LAST SUMMER, with the cash running out and no job in sight, a certain lady of Georgetown by the name of Miller sold first her car and then a silver tray and, finally, four chairs, French and old, to a certain antique dealer of Georgetown, Peter Mack Brown by name. He came by the house and took them all for $475, leaving, she clearly remembers, in a jubilant mood. It was then that she suspected something.

"He had this big smile on his face," said Janie Leighton Miller, the seller of the chairs. "He and this other guy went hopping out of here as if they had made a big deal."

This winter, still out of work but with a houseful of Georgetown University students paying rent for their rooms, Janie Leighton Miller and a friend form back home in Wichita went shopping in Georgetown. They hit all the stores and then they walked into the shop owned by Peter Mack Brown. Miller saw the chairs. She went over to inspect. She read the tag: "Four Polished Beechwood and Cane Louis XVI Side Chairs. French; Last Quarter of the 18th Century: $3,500."

Janie Leighton Miller screamed -- the saleswoman remembers that -- and accused Peter Mack Brown of ripping her off. She bolted from the store and ran like in one of those movies -- the cold and wind in her face, her eyes tearing, maybe -- to the drugstore of one Doc Dalinsky, the last person in Georgetown with any heart. He comforted her and it was later that she called me.

Now that we are back to me, maybe I should say that I feel a bit defensive about the subject of this column -- not Georgetown, where I feel obliged to point out I do not live, but antiques and Frenchy stuff and things like that. Therefore, I hasten to point out that there is a universal experience here. The reason I went to see Miller is not that I care about antiques, but because the same thing more or less happened to me with a used car. I bought it one week and sold it back to the dealer the next, getting a lot less than I had paid for it originally. He explained that the car had been in an accident before I bought it.

"You didn't tell me that when I bought it," I said

"I didn't have to," the salesman said.

This was a place called Fifth Avenue Volkswagen in New York. It's on Sixth Avenue. That should have told me something.

Back to Janie Leighton Miller. She called and told me her story and I dined out on it. People were first shocked and then intrigued and then, always, they asked what I would do if someone offered me a $100,000 house for $50,000. No one asked what I would do if I was, say, in some poor foreign country and I saw that famous stamp, the one all kids are told about when they first start collecting, the one from Guyana or someplace, and I asked the person who owned it how much he wanted, and the poor, ignorant peasant said $5. No one, thank God, asked me that.

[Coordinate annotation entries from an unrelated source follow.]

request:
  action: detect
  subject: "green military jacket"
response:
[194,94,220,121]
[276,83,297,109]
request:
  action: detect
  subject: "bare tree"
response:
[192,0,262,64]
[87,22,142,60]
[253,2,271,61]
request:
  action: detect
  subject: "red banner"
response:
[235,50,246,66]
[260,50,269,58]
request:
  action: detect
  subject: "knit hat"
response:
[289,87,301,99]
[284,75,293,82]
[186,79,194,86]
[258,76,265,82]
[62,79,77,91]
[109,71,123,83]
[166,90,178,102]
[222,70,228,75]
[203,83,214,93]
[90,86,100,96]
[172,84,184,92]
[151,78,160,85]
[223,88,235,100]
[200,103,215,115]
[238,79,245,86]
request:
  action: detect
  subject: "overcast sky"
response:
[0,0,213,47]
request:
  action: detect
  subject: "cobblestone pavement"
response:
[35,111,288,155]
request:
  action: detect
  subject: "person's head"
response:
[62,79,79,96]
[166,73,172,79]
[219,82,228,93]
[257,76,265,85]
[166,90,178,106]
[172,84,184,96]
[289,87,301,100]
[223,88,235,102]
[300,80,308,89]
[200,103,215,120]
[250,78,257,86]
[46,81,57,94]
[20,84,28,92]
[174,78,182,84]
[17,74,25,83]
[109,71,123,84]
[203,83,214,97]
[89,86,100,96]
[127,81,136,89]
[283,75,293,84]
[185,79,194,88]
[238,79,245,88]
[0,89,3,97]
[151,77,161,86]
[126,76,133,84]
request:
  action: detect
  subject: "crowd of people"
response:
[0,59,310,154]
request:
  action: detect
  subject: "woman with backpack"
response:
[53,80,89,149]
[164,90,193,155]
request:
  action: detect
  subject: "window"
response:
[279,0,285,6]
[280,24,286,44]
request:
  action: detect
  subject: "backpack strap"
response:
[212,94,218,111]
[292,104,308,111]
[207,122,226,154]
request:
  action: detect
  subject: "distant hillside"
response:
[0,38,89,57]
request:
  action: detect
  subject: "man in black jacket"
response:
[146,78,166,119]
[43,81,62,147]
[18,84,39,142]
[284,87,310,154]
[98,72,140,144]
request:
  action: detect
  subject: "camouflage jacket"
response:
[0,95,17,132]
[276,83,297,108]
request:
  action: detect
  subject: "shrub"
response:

Here, though, is what Peter Mack Brown said:

"She called me and offered me the chairs and I bought them. She is a free agent. She took my price. She didn't haveto." He said also that he put some time into the chairs, regluing them and doing some other things, but he in no way backed off the notion that he had, in essence, taken advantage of Miller. It was, he said, a regrettable part of his business.

"I don't see how else it could happen," he said. "I don't make a lot of money at the end of the year. I live comfortably. It's the name of the game. I think one almost survives on the few good deals you get."

Earlier, in the living room of Miller's house, we had been discussing the situation. I said something about how this was always happening to me because I, unlike, say, my mother, cannot bargain, having somehow subscribed to the belief that to haggle over money is tacky -- old country, immigrant, ethnic and all that. You know what I mean, and so do the people who always take me. They fix me with their third generation stares, lock their jaws, and say, "We're not going to haggle over money, are we?" And I say no, of course not. Certainly not.

Miller understood none of that. She does not feel that way herself. She feels that she was taken, but that she contributed to it. She should have called in independent appraisers and done some research -- gone to the library or something.

"Obviously, I didn't do it right," she said. "Obviously."

And that is what a lot of people say. But this is not a situation where a buyer and a seller are dealing over a house -- equals dealing with equals -- but something different. This is a situation where someone turned to an expert, someone certified by, at the very least, an ad in the yellow pages, and got treated as an easy mark instead of a customer.

Miller thinks it's wrong, Brown thinks it's the American Way, and Cohen, who has his own way of looking at things, knows only one thing for sure: This could never happen to his mother.